Historic church in Wisconsin, United States

St. John Chrysostom Church, also known as the Episcopal Church of St. John Chrysostom and the Little Red Church on the Hill, is a wooden Episcopal church built in 1852 in Delafield, Waukesha County, Wisconsin. In 1972 it was listed on the National Register of Historic Places.
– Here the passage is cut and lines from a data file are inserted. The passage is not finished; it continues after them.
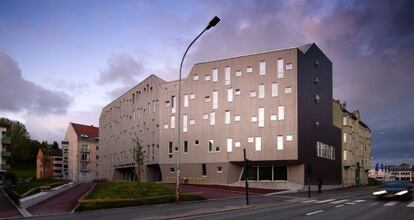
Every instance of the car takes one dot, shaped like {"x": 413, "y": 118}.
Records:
{"x": 394, "y": 190}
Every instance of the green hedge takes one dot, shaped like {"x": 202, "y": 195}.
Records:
{"x": 93, "y": 204}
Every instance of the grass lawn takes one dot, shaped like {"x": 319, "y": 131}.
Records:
{"x": 23, "y": 170}
{"x": 127, "y": 190}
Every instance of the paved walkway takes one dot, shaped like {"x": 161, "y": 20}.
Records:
{"x": 61, "y": 203}
{"x": 7, "y": 209}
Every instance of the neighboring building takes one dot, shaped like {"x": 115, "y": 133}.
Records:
{"x": 82, "y": 142}
{"x": 356, "y": 145}
{"x": 49, "y": 163}
{"x": 5, "y": 141}
{"x": 277, "y": 105}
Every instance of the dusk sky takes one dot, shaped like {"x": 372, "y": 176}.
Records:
{"x": 63, "y": 61}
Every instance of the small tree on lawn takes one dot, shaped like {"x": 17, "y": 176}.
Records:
{"x": 138, "y": 156}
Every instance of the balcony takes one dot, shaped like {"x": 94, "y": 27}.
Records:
{"x": 5, "y": 153}
{"x": 6, "y": 139}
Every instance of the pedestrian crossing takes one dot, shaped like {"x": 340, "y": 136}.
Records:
{"x": 344, "y": 202}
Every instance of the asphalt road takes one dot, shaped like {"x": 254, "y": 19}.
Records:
{"x": 353, "y": 203}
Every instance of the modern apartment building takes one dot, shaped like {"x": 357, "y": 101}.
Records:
{"x": 82, "y": 142}
{"x": 4, "y": 154}
{"x": 356, "y": 145}
{"x": 277, "y": 105}
{"x": 49, "y": 163}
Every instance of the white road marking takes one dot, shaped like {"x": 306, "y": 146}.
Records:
{"x": 327, "y": 200}
{"x": 392, "y": 203}
{"x": 306, "y": 201}
{"x": 411, "y": 205}
{"x": 360, "y": 200}
{"x": 340, "y": 201}
{"x": 315, "y": 212}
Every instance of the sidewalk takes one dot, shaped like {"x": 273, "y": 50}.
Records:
{"x": 61, "y": 203}
{"x": 7, "y": 209}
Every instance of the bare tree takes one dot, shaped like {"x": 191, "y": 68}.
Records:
{"x": 138, "y": 156}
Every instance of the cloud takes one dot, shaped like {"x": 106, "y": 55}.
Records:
{"x": 18, "y": 94}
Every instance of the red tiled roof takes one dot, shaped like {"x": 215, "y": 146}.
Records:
{"x": 89, "y": 130}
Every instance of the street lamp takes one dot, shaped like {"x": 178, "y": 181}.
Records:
{"x": 211, "y": 24}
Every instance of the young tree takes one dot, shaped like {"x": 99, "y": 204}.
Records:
{"x": 138, "y": 156}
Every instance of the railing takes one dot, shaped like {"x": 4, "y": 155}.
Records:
{"x": 6, "y": 139}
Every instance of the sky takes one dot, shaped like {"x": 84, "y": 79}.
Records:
{"x": 63, "y": 61}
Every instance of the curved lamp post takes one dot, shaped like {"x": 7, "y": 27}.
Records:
{"x": 211, "y": 24}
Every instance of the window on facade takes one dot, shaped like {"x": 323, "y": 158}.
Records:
{"x": 185, "y": 124}
{"x": 280, "y": 173}
{"x": 279, "y": 142}
{"x": 261, "y": 91}
{"x": 237, "y": 118}
{"x": 227, "y": 76}
{"x": 288, "y": 90}
{"x": 262, "y": 68}
{"x": 215, "y": 99}
{"x": 274, "y": 89}
{"x": 229, "y": 145}
{"x": 210, "y": 145}
{"x": 280, "y": 68}
{"x": 281, "y": 112}
{"x": 172, "y": 122}
{"x": 214, "y": 75}
{"x": 227, "y": 117}
{"x": 204, "y": 169}
{"x": 185, "y": 146}
{"x": 212, "y": 118}
{"x": 261, "y": 117}
{"x": 230, "y": 95}
{"x": 258, "y": 143}
{"x": 185, "y": 100}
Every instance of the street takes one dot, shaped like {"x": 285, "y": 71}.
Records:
{"x": 352, "y": 203}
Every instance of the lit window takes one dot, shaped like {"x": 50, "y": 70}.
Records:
{"x": 288, "y": 90}
{"x": 237, "y": 118}
{"x": 261, "y": 91}
{"x": 214, "y": 74}
{"x": 258, "y": 143}
{"x": 185, "y": 100}
{"x": 237, "y": 92}
{"x": 280, "y": 68}
{"x": 281, "y": 112}
{"x": 254, "y": 119}
{"x": 274, "y": 89}
{"x": 261, "y": 117}
{"x": 230, "y": 95}
{"x": 262, "y": 68}
{"x": 212, "y": 118}
{"x": 280, "y": 142}
{"x": 210, "y": 145}
{"x": 227, "y": 117}
{"x": 229, "y": 145}
{"x": 172, "y": 121}
{"x": 215, "y": 99}
{"x": 185, "y": 126}
{"x": 227, "y": 76}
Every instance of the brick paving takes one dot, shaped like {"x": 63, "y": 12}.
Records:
{"x": 7, "y": 209}
{"x": 61, "y": 203}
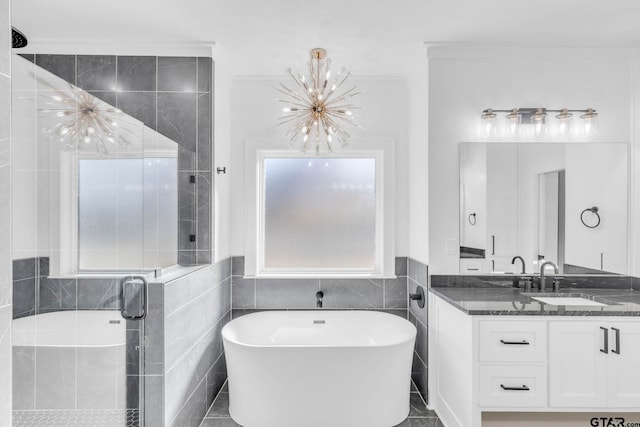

St. John's is an active parish in the Episcopal Diocese of Milwaukee. Its current rector is the Rev. Philip J. Cunningham. In 2020, it reported 95 members and 88 average attendance, with $112,495 plate and pledge. In 2024, it reported 74 Average Sunday Attendance and $151,118 in plate and pledge income.

==Background ==
St John's was built from 1851 to 1853, a wooden structure with Gothic Revival style typified in the vertical emphasis and the pointed arches on the openings. Local tradition holds that Robert Ralston Cox, a founder of the congregation, designed the church, but Richard Perrin, an architectural historian, argues that the design is based on one from Richard Upjohn's book Upjohn's Rural Architecture: Designs, Working Drawings, and Specifications for Wooden Church, and other Rural Structures. Perrin observes that the shape and size of the main structure, the location of pulpit, organ and choir stalls inside, the triple window, and the detail of the interior woodwork are all very close to Upjohn's design. The only major difference is that Upjohn included a tower on the church, whereas St. John's has the bell house as a freestanding structure. Some of the ornamental detail also was added by local craftsmen. Carpenter Alden Kelly added the bargeboards with incised designs and the rood screen inside the church. Blacksmith Jacob Luther forged the wrought-iron hinges to suggest tree branches.

James DeKoven served as the parish's first rector from 1855 until 1859. Bishop Jackson Kemper consecrated the building on May 20, 1856. On February 23, 1972, the building was added to the National Register of Historic Places.

Notable previous clergy include Arthur Anton Vogel, fifth bishop of the Episcopal Diocese of West Missouri, who served as rector from 1953 to 1957.